The fact that there was this indestructible force inside me which cared nothing about me and which was bent on inducing me to behave in a self-annihilating way, this was incredibly painful for me to realize. But, I have accepted it, and having accepted it, I can deal with it free of delusion. How wonderfully Buddhist!

Contemporary Obtusity

I read a great essay on the Mahablog which talked about a Salon article about Karen Armstrong. Among other things, Armstrong mentions that the idea that scriptures should be taken literally is a modern idea, and that people in the past would have found this idea strangely obtuse. Rather, scriptures need to be read more like poetry, often sitting in your head for a while before the meaning becomes apparent. Clearly the Genesis creation story shouldn't be taken literally, for example. After all, there are many creation stories in the Bible, many contradictory. In any event, both of the links above express a lot more than I can, and a lot more eloquently. They are worth the read.

In related news, I just found a copy of The Threefold Lotus Sutra at a local used book store. It goes into a lot more detail than the two other sutras I've encountered. It's also filled with a lot more poetic whistles and bells. For example, we have the following passage:

After the Buddha finished explaining this, the three-thousand-great-thousandfold world was shaken in the six ways; various kinds of celestial flowers, such as utpala, padma, kumuda, and pundarika, rained down naturally from the sky; and innumerable kinds of celestial perfumes, robes, garlands, and treasures of priceless value also rained and came rolling down from the sky, and they were offered to the Buddha, all the bodhisattvas and sravakas, and the great assembly. The celestial bins and bowls were filled with all sorts of celestial delicaciesl celestial banners, flags, canopies, and playthings were placed everywhere; and celestial music was played in praise of the Buddha.

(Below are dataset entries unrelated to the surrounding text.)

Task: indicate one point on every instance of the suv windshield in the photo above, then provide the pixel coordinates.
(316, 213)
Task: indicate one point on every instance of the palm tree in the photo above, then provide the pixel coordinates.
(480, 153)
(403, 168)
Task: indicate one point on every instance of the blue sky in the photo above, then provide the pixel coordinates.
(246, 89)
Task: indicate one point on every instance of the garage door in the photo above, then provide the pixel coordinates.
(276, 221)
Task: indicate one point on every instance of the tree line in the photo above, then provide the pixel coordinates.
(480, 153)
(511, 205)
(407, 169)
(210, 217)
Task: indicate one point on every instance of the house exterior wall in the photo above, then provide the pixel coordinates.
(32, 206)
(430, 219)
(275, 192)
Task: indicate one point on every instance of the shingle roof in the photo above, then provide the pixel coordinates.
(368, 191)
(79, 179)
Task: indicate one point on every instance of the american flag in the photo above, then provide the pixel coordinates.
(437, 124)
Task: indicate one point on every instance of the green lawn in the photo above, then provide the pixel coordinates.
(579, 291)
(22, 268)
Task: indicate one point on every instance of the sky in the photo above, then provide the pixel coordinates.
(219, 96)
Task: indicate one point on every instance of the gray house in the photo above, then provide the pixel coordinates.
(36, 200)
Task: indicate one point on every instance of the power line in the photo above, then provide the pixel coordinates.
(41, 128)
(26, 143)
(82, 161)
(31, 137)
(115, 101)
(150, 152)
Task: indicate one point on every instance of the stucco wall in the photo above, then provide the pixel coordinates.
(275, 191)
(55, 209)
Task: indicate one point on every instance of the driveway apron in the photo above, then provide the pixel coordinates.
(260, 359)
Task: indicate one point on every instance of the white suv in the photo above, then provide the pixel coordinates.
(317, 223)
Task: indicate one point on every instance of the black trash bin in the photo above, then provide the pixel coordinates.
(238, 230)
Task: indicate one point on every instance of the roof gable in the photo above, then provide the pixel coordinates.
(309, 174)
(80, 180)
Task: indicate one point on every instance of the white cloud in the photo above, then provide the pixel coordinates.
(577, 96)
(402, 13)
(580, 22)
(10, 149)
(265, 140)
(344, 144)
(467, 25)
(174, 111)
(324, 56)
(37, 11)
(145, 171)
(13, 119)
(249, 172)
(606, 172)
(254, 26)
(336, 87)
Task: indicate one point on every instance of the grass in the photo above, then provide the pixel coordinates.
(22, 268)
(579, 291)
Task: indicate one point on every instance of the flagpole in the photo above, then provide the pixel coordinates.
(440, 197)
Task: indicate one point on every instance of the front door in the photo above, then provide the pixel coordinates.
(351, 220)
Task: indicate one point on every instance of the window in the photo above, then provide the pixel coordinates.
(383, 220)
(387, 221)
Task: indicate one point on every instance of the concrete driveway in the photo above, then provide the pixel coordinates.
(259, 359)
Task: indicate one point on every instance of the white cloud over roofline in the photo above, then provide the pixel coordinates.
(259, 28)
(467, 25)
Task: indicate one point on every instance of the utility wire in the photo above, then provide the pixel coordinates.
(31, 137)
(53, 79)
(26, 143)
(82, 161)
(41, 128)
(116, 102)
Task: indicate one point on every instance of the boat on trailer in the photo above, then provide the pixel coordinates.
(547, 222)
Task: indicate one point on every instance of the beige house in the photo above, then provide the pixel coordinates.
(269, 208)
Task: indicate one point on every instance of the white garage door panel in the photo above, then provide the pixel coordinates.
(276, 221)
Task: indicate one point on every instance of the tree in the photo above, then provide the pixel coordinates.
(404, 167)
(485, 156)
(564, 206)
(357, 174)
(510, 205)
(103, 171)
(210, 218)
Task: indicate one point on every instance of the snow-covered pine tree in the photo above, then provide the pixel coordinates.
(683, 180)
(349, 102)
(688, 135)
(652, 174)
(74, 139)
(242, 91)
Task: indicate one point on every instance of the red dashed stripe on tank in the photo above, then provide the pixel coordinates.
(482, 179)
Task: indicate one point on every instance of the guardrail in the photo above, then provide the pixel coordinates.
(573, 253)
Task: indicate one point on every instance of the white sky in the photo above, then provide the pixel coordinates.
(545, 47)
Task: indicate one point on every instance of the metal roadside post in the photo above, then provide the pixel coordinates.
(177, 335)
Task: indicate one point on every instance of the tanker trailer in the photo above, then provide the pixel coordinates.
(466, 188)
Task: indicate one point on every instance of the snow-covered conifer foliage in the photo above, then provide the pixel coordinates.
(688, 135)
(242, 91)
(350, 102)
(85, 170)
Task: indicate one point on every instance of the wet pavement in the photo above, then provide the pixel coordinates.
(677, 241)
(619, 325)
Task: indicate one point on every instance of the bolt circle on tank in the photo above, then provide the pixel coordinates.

So, are we to believe that flowers rained from the sky! Of course not! The thing that comes to mind for me here is the pictorial language of music videos. I watched quite a bit of MTV when I was younger, and this sort of image would occur fairly often. When I was watching these videos, I wasn't thinking ,"How unrealistic!" Rather I immediately understood the metaphorical nature of the image. I just need to train myself to do that with scriptures too. It makes reading them a lot easier, rather than having to contort your interpretation to be consistent with an ultra-literal reading. Even in the Diamond-Cutter sutra, there were passages that required mental gymnastics for me to take literally. For example, Shakyamuni Buddha says that he knows the myriad streams of thought of all future Buddhas. This sounds very supernatural, but I don't think Shakyamuni meant it in quite the way my Western TV-conditioned mind immediately supposes. Admittedly, I don't have a deep understanding of the meaning of his statement.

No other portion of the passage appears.